Streets surrounding Elgin’s town centre will be sealed off next month as part of an effort to make them safer for shoppers.
Businesses are poised to open their doors next week after being shut for three months during the coronavirus lockdown.
Yesterday, Moray Council published a map of the town centre outlining changes intended to afford shoppers more space to limit the risk of spreading Covid-19.
The blueprint means the length of the High Street will be shut every day from 11am to 4pm from the west end to Glover Street.
Taxi ranks and disabled parking will be moved to accommodate the alterations.
Meanwhile, sites have been identified on the Plainstones and in the Greyfriars Street car park to create possible outdoor retail or eating spots, with temporary seating to be installed on North Street.
Last night the proposals drew a mixed response from town centre traders.
Sarah Holmes, owner of Pencil Me In on Batchen Street, said: “I couldn’t be happier. I chose to open here because it was a semi-pedestrianised street.
“Some of the businesses here are already talking about putting tables and chairs out in the street when it comes. I think it could be a real game-changer.”
However, Iain Emslie, owner of A2B Cabs, believes taxi firms will suffer from the changes.
He said: “We know businesses need to open up to make money but taxis are businesses too.
“People aren’t going to walk from the High Street to South Street to get a taxi.

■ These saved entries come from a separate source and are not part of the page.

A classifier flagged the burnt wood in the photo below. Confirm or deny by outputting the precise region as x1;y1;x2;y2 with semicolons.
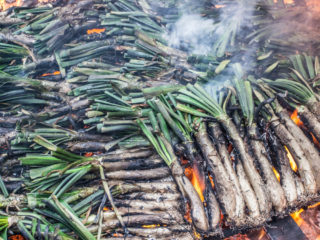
265;216;307;240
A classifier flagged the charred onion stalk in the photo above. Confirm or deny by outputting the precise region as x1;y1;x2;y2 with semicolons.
209;122;258;222
297;105;320;142
254;89;317;196
90;222;191;238
0;213;72;240
248;125;287;213
103;235;193;240
271;99;320;190
233;75;286;214
206;187;221;231
88;213;184;232
22;136;130;233
106;167;170;180
265;78;320;139
109;181;178;195
137;119;209;233
267;132;299;206
102;155;164;171
11;126;113;150
99;148;154;161
176;83;270;220
119;192;181;201
151;98;206;193
195;122;241;226
0;186;100;210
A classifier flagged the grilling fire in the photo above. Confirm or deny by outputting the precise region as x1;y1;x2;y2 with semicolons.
1;0;320;239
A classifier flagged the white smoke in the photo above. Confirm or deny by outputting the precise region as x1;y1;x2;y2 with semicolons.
162;0;261;97
165;14;215;55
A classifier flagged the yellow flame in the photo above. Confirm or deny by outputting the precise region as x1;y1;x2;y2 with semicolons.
290;208;305;226
284;146;298;172
272;167;281;182
192;172;205;202
142;224;160;228
194;230;201;239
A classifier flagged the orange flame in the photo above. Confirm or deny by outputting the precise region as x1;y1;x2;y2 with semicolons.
290;208;305;226
208;173;215;189
272;167;281;182
190;163;205;202
290;201;320;239
311;133;320;149
220;211;224;227
291;109;320;149
291;109;304;127
41;71;61;77
87;28;106;35
284;146;298;172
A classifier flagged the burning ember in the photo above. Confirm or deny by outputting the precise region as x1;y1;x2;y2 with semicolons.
84;152;93;157
112;233;123;237
208;173;215;189
8;235;25;240
87;28;106;35
41;71;61;77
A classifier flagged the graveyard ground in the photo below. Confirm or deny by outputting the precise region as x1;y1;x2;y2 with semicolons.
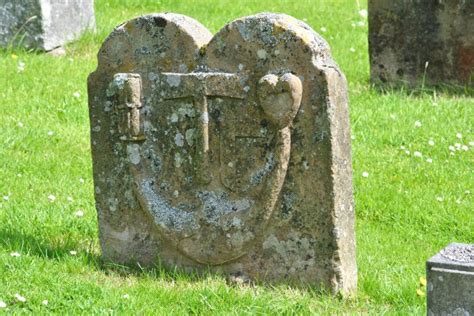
1;0;473;314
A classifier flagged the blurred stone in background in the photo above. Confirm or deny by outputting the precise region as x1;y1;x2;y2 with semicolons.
0;0;95;51
369;0;474;88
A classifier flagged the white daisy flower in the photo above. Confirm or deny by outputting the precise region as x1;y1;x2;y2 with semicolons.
14;294;26;302
17;61;26;72
414;121;422;128
48;195;56;202
359;9;368;18
362;171;369;178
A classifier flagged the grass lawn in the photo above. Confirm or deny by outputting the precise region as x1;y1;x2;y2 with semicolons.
1;0;473;314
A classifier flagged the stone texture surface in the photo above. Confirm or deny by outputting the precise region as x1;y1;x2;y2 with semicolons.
427;243;474;316
88;12;357;294
0;0;95;51
369;0;474;87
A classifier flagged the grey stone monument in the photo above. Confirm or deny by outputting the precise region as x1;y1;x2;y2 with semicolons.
88;13;357;295
427;243;474;315
368;0;474;87
0;0;95;51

These changes make the taxi ranks far less visible.”
The road closures are due to begin on Monday, July 6 and are currently expected to last until October 25.
Elgin City South councillor John Divers, who is also a director of Elgin’s business improvement district, said: “Changes have got to be made to ensure people can shop safely. That’s got to be the most important thing.
“The council has consulted with Elgin Bid about this. It isn’t like they have just gone out and done it.”
Moray Council said the proposals had been shaped by a consultation which had responses from 58 businesses, 40% of whom indicated they would like to use pavements for queuing or for tables and chairs.
A spokesman said: “The proposals mean we will need to relocate some disabled parking and taxi ranks.
“Alternative sites are available, and additional disabled parking spaces will be quickly provided in existing car parks.”